Astronomers who count sunspots have announced that 2008 is
now the "blankest year" of the Space Age.
As of Sept. 27, 2008, the sun had been blank, i.e.,
had no visible sunspots, on 200 days of the year. To find a
year with more blank suns, you have to go back to 1954,
three years before the launch of Sputnik, when the sun was
blank 241 times.
"Sunspot counts are at a 50-year low," says solar physicist
David Hathaway of the NASA Marshall Space Flight Center.
"We're experiencing a deep minimum of the solar cycle."
A spotless day looks like this:

The image, taken by the Solar and Heliospheric
Observatory (SOHO) on Sept. 27, 2008, shows a solar disk
completely unmarked by sunspots. For comparison, a SOHO
image taken seven years earlier on Sept. 27, 2001, is
peppered with colossal sunspots, all crackling with solar
flares: image. The difference is the phase of the 11-year
solar cycle. 2001 was a year of solar maximum, with lots of
sunspots, solar flares and geomagnetic storms. 2008 is at
the cycle's opposite extreme, solar minimum, a quiet time on
the sun.
And it is a very quiet time. If solar activity continues as
low as it has been, 2008 could rack up a whopping 290
spotless days by the end of December, making it a
century-level year in terms of spotlessness.
Hathaway cautions that this development may sound more
exciting than it actually is: "While the solar minimum of
2008 is shaping up to be the deepest of the Space Age, it is
still unremarkable compared to the long and deep solar
minima of the late 19th and early 20th centuries." Those
earlier minima routinely racked up 200 to 300 spotless days
per year.

Above: A histogram showing the blankest
years of the last half-century. The vertical axis is a count
of spotless days in each year. The bar for 2008, which was
updated on Sept. 27th, is still growing.
Some solar physicists are welcoming the lull.
"This gives us a chance to study the sun without the
complications of sunspots," says Dean Pesnell of the Goddard
Space Flight Center. "Right now we have the best
instrumentation in history looking at the sun. There is a
whole fleet of spacecraft devoted to solar physics--SOHO,
Hinode, ACE, STEREO and others. We're bound to learn new
things during this long solar minimum."
As an example he offers helioseismology: "By monitoring the
sun's vibrating surface, helioseismologists can probe the
stellar interior in much the same way geologists use
earthquakes to probe inside Earth. With sunspots out of the
way, we gain a better view of the sun's subsurface winds and
inner magnetic dynamo."
"There is also the matter of solar irradiance," adds Pesnell.

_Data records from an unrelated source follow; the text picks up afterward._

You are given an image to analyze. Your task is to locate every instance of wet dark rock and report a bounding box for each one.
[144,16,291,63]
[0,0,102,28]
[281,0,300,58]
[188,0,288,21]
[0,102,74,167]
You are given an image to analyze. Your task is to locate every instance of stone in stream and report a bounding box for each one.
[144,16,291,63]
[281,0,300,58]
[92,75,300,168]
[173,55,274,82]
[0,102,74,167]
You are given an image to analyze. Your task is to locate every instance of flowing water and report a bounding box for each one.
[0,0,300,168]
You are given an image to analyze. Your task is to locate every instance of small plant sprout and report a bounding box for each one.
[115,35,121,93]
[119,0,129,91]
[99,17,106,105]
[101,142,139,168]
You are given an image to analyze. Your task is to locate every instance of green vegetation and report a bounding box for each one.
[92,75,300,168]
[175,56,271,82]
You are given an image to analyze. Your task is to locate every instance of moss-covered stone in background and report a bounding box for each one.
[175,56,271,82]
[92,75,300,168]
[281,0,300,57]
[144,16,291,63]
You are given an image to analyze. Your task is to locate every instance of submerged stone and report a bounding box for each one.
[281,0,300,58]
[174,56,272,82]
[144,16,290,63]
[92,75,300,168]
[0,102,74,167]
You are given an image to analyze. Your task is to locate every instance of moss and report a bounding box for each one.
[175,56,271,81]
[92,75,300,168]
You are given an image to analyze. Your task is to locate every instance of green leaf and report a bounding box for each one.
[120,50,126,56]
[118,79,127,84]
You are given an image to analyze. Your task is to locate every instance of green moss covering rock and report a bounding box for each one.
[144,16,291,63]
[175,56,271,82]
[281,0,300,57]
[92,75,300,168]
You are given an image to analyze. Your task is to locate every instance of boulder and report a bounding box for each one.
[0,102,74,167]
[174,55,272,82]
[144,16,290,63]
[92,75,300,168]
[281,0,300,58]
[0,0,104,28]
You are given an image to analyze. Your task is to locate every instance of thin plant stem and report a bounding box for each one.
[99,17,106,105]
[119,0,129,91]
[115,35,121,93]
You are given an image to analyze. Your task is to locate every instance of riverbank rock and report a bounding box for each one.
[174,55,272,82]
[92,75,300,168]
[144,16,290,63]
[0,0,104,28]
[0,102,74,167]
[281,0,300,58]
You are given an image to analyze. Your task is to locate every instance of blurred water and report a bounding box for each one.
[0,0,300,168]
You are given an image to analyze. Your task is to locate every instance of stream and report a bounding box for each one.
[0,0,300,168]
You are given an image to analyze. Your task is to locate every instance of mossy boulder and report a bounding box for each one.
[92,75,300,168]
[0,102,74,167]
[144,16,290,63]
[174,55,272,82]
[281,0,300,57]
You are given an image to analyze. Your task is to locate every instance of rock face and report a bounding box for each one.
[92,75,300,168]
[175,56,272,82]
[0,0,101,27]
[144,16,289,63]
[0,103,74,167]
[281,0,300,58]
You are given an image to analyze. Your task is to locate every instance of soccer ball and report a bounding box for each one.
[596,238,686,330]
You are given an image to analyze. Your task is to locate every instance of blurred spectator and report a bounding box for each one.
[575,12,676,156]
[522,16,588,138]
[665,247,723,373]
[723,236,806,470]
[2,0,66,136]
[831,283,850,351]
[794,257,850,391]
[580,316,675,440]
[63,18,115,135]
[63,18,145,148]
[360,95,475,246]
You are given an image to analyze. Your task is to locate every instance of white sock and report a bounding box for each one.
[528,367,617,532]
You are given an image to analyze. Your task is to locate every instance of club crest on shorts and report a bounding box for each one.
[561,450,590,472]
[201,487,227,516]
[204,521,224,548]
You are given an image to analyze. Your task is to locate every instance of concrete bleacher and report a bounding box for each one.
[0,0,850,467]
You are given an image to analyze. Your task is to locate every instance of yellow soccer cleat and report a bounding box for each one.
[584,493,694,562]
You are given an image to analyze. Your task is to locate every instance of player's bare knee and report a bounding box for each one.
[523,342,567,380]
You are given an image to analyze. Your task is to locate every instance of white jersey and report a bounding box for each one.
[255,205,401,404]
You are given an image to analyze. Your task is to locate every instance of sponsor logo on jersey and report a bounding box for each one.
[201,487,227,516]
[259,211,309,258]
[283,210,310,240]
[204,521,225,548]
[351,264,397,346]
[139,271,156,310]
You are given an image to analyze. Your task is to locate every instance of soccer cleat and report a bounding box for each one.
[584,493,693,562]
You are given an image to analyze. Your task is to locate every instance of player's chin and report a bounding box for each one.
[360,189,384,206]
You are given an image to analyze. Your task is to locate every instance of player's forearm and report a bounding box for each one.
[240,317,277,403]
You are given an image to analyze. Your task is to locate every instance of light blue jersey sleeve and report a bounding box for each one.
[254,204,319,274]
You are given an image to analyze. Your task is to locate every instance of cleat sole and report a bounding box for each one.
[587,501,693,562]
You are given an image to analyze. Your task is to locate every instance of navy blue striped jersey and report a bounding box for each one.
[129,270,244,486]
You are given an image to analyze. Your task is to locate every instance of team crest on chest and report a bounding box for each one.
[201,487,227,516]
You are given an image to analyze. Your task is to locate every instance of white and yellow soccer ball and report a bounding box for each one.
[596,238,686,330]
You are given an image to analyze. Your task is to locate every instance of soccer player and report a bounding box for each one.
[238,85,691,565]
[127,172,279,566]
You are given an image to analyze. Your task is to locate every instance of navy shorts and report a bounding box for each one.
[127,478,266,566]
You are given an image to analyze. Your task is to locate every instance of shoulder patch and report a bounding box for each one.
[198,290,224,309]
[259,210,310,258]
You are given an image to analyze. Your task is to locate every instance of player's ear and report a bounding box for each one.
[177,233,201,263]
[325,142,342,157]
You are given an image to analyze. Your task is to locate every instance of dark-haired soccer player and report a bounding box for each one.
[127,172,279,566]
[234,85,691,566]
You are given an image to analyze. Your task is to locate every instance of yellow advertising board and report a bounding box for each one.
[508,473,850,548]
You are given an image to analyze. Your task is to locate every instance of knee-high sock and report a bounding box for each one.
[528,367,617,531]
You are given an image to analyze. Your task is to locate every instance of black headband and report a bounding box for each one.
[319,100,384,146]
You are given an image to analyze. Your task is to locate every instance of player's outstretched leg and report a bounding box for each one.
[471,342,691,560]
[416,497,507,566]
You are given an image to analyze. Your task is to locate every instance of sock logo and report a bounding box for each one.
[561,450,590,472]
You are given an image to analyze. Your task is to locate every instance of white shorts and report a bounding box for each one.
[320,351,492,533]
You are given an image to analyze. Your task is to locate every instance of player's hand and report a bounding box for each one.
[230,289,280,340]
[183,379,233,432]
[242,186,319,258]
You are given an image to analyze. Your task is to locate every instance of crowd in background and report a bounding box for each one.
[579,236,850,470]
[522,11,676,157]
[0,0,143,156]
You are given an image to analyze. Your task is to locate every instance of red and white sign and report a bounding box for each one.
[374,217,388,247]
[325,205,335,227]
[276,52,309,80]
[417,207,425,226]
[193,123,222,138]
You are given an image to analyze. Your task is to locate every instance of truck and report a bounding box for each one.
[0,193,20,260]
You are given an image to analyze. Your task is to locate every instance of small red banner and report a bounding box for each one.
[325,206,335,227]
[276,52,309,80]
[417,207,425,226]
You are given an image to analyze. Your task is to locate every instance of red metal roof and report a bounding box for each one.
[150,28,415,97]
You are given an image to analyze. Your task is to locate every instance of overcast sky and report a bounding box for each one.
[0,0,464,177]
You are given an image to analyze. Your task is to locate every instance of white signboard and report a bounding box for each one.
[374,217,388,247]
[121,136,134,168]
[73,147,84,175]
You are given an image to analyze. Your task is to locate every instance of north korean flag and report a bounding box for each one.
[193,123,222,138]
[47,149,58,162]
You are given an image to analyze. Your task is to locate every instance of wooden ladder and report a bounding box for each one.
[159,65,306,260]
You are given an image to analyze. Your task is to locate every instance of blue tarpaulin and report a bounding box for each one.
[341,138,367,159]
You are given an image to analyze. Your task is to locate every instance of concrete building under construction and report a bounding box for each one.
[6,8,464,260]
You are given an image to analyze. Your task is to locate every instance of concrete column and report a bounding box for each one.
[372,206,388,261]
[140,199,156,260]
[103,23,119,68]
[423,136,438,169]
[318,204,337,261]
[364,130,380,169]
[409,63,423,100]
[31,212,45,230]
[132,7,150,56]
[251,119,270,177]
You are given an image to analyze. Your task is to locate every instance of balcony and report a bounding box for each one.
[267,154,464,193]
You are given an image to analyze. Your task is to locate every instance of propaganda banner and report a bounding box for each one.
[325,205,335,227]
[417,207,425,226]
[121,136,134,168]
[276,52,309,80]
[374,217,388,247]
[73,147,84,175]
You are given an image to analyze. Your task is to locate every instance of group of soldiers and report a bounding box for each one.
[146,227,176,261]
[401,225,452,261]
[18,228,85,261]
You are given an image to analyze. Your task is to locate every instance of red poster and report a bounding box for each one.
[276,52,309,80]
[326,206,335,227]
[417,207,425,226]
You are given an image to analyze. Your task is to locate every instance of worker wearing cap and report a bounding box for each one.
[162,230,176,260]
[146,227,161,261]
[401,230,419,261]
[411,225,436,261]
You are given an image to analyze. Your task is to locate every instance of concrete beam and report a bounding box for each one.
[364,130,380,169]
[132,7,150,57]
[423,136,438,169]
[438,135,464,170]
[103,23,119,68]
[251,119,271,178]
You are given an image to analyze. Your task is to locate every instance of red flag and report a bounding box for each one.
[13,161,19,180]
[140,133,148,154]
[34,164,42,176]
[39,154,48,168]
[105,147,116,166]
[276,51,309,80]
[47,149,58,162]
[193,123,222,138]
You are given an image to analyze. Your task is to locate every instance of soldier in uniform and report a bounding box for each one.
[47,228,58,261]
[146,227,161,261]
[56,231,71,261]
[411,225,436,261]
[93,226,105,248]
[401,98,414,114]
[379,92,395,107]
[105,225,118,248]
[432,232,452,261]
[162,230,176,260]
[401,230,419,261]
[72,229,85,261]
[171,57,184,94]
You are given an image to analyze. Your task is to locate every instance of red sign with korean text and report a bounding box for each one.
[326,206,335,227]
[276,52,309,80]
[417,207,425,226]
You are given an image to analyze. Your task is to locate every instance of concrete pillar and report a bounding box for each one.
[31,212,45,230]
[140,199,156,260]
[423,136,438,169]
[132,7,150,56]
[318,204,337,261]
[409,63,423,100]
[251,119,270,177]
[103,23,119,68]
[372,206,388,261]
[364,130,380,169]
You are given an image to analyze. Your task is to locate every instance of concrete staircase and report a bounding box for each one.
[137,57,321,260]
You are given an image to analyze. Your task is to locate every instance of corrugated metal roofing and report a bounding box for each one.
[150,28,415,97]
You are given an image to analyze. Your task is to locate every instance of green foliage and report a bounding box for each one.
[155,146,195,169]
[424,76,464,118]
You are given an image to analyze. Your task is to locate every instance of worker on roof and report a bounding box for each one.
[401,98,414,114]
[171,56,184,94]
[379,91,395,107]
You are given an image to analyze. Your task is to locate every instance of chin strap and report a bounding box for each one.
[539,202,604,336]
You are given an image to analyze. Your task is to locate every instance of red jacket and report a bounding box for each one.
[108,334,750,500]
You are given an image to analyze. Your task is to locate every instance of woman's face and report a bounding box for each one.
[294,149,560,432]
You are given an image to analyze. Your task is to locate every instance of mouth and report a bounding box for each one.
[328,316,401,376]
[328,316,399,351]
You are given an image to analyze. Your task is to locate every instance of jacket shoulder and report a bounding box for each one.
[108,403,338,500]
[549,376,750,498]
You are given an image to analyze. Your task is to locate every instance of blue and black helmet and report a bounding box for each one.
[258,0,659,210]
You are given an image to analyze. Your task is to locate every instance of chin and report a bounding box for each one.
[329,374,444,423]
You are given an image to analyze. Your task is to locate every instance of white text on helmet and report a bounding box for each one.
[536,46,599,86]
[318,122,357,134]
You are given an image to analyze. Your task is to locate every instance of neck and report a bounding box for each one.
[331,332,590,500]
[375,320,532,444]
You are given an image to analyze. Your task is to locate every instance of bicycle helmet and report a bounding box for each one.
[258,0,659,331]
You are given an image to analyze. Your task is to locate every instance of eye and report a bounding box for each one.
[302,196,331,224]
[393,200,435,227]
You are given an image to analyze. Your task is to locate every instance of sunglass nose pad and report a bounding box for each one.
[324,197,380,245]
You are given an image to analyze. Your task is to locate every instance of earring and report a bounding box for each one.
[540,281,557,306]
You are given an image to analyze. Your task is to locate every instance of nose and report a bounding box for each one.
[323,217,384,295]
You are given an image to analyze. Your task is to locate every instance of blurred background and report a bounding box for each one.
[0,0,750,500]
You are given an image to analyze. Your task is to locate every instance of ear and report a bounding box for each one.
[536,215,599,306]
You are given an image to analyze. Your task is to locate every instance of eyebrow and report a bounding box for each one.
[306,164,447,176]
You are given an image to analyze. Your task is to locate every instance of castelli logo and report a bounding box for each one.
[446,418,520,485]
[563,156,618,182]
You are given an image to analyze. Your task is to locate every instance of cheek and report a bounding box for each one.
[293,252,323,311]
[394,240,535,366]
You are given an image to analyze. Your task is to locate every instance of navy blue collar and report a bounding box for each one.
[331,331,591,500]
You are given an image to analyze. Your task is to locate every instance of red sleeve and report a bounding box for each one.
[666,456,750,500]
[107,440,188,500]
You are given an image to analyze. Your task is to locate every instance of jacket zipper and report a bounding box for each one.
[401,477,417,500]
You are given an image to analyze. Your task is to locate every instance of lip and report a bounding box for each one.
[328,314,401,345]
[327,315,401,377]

"Researchers are now seeing the dimmest sun in their
records. The change is small, just a fraction of a percent,
but significant. Questions about effects on climate are
natural if the sun continues to dim."
Pesnell is NASA's project scientist for the Solar Dynamics
Observatory (SDO), a new spacecraft equipped to study both
solar irradiance and helioseismic waves. Construction of SDO
is complete, he says, and it has passed pre-launch vibration
and thermal testing. "We are ready to launch! Solar minimum
is a great time to go."
Coinciding with the string of blank suns is a 50-year record
low in solar wind pressure, a recent discovery of the
Ulysses spacecraft. The pressure drop began years
before the current minimum, so it is unclear how the two
phenomena are connected, if at all. This is another mystery
for SDO and the others.
Who knew the blank sun could be so interesting?